# Seasonal Plates?



## 2lman (Nov 24, 2008)

I'm wondering if there are states that offer seasonal license plates. Ohio used to but stopped a few years back. It still worked out for me because I have an October birthday and I registered my TT in my name. The plates expire on my birthday, I put the camper in storage all winter and renew my plates when I take it out in the spring paying only a pro-rated amount.

Now, Ohio is charging a $20 dollar "fine" if you let your plates expire for more than 7 days. This makes it cost prohibitive to let them expire like I had planned.

What does your state do. Just curious.


----------



## Nathan (Jan 2, 2007)

2lman said:


> I'm wondering if there are states that offer seasonal license plates. Ohio used to but stopped a few years back. It still worked out for me because I have an October birthday and I registered my TT in my name. The plates expire on my birthday, I put the camper in storage all winter and renew my plates when I take it out in the spring paying only a pro-rated amount.
> 
> Now, Ohio is charging a $20 dollar "fine" if you let your plates expire for more than 7 days. This makes it cost prohibitive to let them expire like I had planned.
> 
> What does your state do. Just curious.


Michigan is permanent plates for trailers (permanent only for each trailer/owner combo of course)


----------



## Ridgway-Rangers (Apr 18, 2008)

For crying out loud!!!! 
Move to California! My truck regisration is $500 A YEAR Trailer is $130 A YEAR.

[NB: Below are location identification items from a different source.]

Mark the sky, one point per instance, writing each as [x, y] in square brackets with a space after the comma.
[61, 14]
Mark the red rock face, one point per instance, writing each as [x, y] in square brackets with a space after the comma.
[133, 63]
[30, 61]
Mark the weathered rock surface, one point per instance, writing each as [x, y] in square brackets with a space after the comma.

I THINK WE HAVE THE HIGHEST GAS TAX IN THE NATION.
When we were in Soputh Dakota at Mt Rushmore, the ranger welcomed me to America.
I think he was right. no matter how bat you may think you have it, just think about us poos saps stuck in California


----------



## Oregon_Camper (Sep 13, 2004)

Ridgway-Rangers said:


> For crying out loud!!!!
> Move to California! My truck regisration is $500 A YEAR Trailer is $130 A YEAR.
> 
> 
> ...


$48 to register my truck for 2 years in Oregon. That is a nice $952 back in my pocket after 2 years. Tell me again why people LIVE in California?


----------



## Nathan (Jan 2, 2007)

Oregon_Camper said:


> $48 to register my truck for 2 years in Oregon. That is a nice $952 back in my pocket after 2 years. Tell me again why people LIVE in California?

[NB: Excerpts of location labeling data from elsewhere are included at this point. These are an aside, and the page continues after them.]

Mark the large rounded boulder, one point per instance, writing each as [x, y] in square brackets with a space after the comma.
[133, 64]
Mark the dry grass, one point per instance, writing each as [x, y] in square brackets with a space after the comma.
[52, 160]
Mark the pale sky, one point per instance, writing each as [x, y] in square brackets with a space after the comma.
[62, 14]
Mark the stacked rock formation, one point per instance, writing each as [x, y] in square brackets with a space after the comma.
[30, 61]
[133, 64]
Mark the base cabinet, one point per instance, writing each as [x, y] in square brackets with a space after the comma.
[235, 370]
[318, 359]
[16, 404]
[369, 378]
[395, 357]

You had to go and poke the caged animal with a stick didn't you Jim?


----------



## Ghosty (Jan 17, 2005)

Guess my $27 a trailer and $42 a truck per year don't look so bad anymore--


----------



## 2lman (Nov 24, 2008)

Ghosty said:


> Guess my $27 a trailer and $42 a truck per year don't look so bad anymore--


Yeah, Maybe I'll quit complaining about Ohio.


----------



## kemccarthy (Apr 19, 2009)

In South Carolina, we pay property taxes on ALL our vehicles. I paid out $375 this past year for my 03 25RSS


----------



## Oregon_Camper (Sep 13, 2004)

Nathan said:


> $48 to register my truck for 2 years in Oregon. That is a nice $952 back in my pocket after 2 years. Tell me again why people LIVE in California?

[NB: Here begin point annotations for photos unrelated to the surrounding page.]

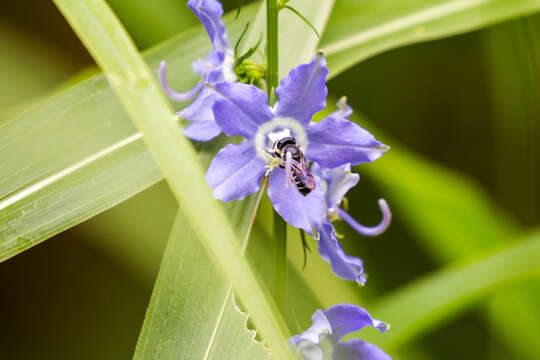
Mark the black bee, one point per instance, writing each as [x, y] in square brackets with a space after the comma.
[302, 177]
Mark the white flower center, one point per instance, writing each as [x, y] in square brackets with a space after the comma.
[276, 129]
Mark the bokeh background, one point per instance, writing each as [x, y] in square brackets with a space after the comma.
[469, 103]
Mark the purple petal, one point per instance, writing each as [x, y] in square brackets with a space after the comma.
[336, 141]
[203, 126]
[176, 96]
[212, 62]
[304, 212]
[358, 349]
[369, 230]
[347, 318]
[241, 108]
[202, 130]
[209, 13]
[320, 326]
[235, 172]
[303, 92]
[345, 266]
[338, 183]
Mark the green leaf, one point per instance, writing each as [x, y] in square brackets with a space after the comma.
[141, 95]
[192, 312]
[513, 67]
[76, 154]
[361, 29]
[454, 219]
[418, 307]
[170, 328]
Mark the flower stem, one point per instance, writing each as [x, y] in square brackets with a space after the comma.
[271, 48]
[280, 283]
[280, 227]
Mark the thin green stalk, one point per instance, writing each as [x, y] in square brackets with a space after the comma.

You had to go and poke the caged animal with a stick didn't you Jim?








[/quote]

When the "caged animal" is Brian (Ridgway-Rangers) then the answer is YES!


----------



## outback loft (Sep 22, 2008)

My truck just cost $140 to renew the registration and the trailer costs $89 for the year. I can hold off an register the plate later in the season to pay less, but I use the trailer all winter too.


----------



## Ridgway-Rangers (Apr 18, 2008)

Oregon_Camper said:


> $48 to register my truck for 2 years in Oregon. That is a nice $952 back in my pocket after 2 years. Tell me again why people LIVE in California?


You had to go and poke the caged animal with a stick didn't you Jim?








[/quote]

When the "caged animal" is Brian (Ridgway-Rangers) then the answer is YES!
[/quote]

The reasons I live in California are 2 fold.








#1 Weather, average winter 65 degrees average summer 75 degrees.








#2 I dont have to deal with nuckle dragging Orgonians very often! (This of course does not include PDX Doug, in any way shape or form...or any Orgonian other that Jim (Oregon_Camper).









Oh ya.....If you havent figured it out yet Jim,







I stole your little logo and used it as my own....So there!


----------



## Chabbie1 (Dec 3, 2006)

You ask WHY we LIVE in California??

Well, first off 
- we don't have to winterize. 
- we can camp all year long
- the weather
- we are within hours to either the ocean or the mountains

and #2 from what Ridgeway Ranger said!!!!!


----------



## Oregon_Camper (Sep 13, 2004)

Ridgway-Rangers said:


> $48 to register my truck for 2 years in Oregon. That is a nice $952 back in my pocket after 2 years. Tell me again why people LIVE in California?


You had to go and poke the caged animal with a stick didn't you Jim?








[/quote]

When the "caged animal" is Brian (Ridgway-Rangers) then the answer is YES!
[/quote]

The reasons I live in California are 2 fold.








#1 Weather, average winter 65 degrees average summer 75 degrees.








#2 I dont have to deal with nuckle dragging Orgonians very often! (This of course does not include PDX Doug, in any way shape or form...or any Orgonian other that Jim (Oregon_Camper).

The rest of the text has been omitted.